Scramjet engines have been studied worldwide for decades for applications in hypersonic flight over the Mach 5 within the atmosphere, as they offer high specific impulse and operational flexibility from the supersonicto the hypersonic ranges. There remain, however, many technical barriers to realization of operational air-breathing hypersonic systems; two of the most serious challenges are aero-thermodynamic heating and efficient supersonic combustion. In order to overcome these issues effectively, it will be essential to develop regenerative heat sink cooling systems using hydrocarbon aviation fuels. Hydrocarbon fuels are sufficiently dense and usually in a liquid state at ambient conditions, and also have excellent cooling characteristics, absorbing heat through chemical reactions such as thermal and catalytic cracking. When the liquid fuel is used as coolant, active cooling systems can resolve the aero-thermodynamic heating on the fuselage and the combustor effectively in a volume- (and weight-) limited hypersonic vehicle. Furthermore, the heating of the fuel and cracking into light hydrocarbons and hydrogen during the regenerative cooling process may increase combustion efficiency considerably, helping to overcome the short residence time and complicated air flow environment in a scramjet combustor.
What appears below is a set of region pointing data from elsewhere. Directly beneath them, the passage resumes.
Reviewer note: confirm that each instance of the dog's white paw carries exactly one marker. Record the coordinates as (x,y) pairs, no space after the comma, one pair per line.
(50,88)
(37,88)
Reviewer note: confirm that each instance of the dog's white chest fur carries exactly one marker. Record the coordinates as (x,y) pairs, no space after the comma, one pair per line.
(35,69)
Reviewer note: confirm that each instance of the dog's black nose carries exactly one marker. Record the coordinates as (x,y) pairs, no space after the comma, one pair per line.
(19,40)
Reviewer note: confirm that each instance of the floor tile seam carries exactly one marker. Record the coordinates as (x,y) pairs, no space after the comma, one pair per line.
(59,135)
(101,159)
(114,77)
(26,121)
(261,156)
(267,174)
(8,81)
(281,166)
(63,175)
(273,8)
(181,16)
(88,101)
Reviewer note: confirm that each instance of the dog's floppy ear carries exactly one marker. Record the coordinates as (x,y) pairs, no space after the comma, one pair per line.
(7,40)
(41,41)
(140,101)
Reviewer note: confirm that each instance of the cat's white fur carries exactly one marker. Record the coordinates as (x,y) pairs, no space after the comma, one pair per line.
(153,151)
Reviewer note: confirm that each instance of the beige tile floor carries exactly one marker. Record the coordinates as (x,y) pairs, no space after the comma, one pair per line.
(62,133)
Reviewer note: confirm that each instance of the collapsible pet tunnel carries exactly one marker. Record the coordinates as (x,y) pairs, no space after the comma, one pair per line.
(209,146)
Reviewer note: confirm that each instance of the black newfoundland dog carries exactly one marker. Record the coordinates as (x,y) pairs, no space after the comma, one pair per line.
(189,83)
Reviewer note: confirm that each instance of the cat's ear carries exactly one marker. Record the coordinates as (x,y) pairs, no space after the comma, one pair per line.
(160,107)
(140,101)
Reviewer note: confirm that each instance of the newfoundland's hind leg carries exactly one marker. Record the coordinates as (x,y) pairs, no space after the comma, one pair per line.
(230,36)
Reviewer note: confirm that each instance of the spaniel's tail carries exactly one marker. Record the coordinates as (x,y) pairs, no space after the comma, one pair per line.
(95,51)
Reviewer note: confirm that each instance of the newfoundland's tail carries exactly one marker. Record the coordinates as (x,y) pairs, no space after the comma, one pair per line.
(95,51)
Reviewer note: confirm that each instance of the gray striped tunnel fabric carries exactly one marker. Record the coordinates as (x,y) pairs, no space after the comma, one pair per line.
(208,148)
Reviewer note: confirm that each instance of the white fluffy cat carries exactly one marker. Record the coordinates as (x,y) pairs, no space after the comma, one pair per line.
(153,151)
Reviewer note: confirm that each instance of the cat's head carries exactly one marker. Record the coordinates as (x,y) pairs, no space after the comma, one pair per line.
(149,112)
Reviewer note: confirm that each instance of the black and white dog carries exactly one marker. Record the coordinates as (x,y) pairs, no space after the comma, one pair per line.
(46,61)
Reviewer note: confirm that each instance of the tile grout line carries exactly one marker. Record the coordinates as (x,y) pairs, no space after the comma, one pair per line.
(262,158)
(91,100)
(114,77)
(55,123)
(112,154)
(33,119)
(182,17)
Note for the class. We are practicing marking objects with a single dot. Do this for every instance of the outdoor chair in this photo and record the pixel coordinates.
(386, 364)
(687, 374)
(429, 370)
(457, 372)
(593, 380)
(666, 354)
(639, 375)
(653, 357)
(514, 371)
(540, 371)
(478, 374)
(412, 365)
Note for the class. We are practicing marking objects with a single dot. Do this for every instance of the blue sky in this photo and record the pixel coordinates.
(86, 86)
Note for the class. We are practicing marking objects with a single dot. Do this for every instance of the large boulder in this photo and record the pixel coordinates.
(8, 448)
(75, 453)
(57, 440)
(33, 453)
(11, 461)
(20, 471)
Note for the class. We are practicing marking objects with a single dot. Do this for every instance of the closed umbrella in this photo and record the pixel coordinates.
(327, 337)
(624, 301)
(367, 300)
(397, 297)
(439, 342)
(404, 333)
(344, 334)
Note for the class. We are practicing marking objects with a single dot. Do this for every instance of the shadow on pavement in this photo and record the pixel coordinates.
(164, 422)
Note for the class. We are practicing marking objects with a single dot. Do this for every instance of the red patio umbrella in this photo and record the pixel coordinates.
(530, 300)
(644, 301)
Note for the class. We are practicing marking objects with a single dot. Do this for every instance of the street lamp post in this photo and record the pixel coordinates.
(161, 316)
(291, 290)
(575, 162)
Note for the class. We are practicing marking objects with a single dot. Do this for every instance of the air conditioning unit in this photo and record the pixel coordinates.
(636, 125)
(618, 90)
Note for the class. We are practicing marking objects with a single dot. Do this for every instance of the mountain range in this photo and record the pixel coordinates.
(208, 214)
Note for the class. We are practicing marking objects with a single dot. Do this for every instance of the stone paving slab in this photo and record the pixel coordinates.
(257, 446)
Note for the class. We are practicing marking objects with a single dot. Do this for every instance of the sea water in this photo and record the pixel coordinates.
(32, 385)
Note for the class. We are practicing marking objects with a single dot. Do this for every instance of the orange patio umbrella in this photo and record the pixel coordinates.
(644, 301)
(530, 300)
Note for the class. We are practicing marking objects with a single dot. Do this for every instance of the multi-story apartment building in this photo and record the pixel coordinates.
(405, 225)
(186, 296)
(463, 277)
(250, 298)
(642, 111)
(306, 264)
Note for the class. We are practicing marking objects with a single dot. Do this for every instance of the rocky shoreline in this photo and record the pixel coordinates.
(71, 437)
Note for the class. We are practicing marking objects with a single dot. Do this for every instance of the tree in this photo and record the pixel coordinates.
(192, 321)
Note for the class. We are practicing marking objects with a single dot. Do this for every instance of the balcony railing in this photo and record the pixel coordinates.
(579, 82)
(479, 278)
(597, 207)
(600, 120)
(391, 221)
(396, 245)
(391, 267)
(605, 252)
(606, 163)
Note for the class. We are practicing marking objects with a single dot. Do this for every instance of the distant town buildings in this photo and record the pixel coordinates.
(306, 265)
In such a system, however, the fuel at the injector exit reaches a very high temperature, depending on overall heat load and heat sink capacities, and the heated fuel must be highly pressurized for injection into a scramjet combustor. At these high temperatures and pressures, the recirculating fuel may not only reach supercritical conditions but also be cracked through endothermic reactions, producing a variety of low molecular-weight hydrocarbons, including H2, CH4, C2H4, and C2H6. When the hydrocarbon fuel is pressurized and heated to above its critical temperature and pyrolyzed into multiple components in a regenerative cooling system, its thermophysical properties change greatly, which influences the overall fuel flow and convective heat transfer characteristics inside the channels of the cooling system. Furthermore, when the fuel heated to high-temperature, supercritical and/or cracking conditions is supplied to a supersonic combustor (through injectors with various shapes and sizes), its injection and atomization characteristics will differ from those of a fuel in the liquid state, and this will substantially affect its mixing, ignition, and combustion performance of a scramjet engine. In order to make precise experimental and numerical analyses of the performance characteristics of a regenerative cooling system or a scramjet combustor, therefore, it is essential to acquire the thermodynamic and transport properties of the hydrocarbon fuels and their decomposed mixtures accurately over a wide range of temperature and pressure conditions.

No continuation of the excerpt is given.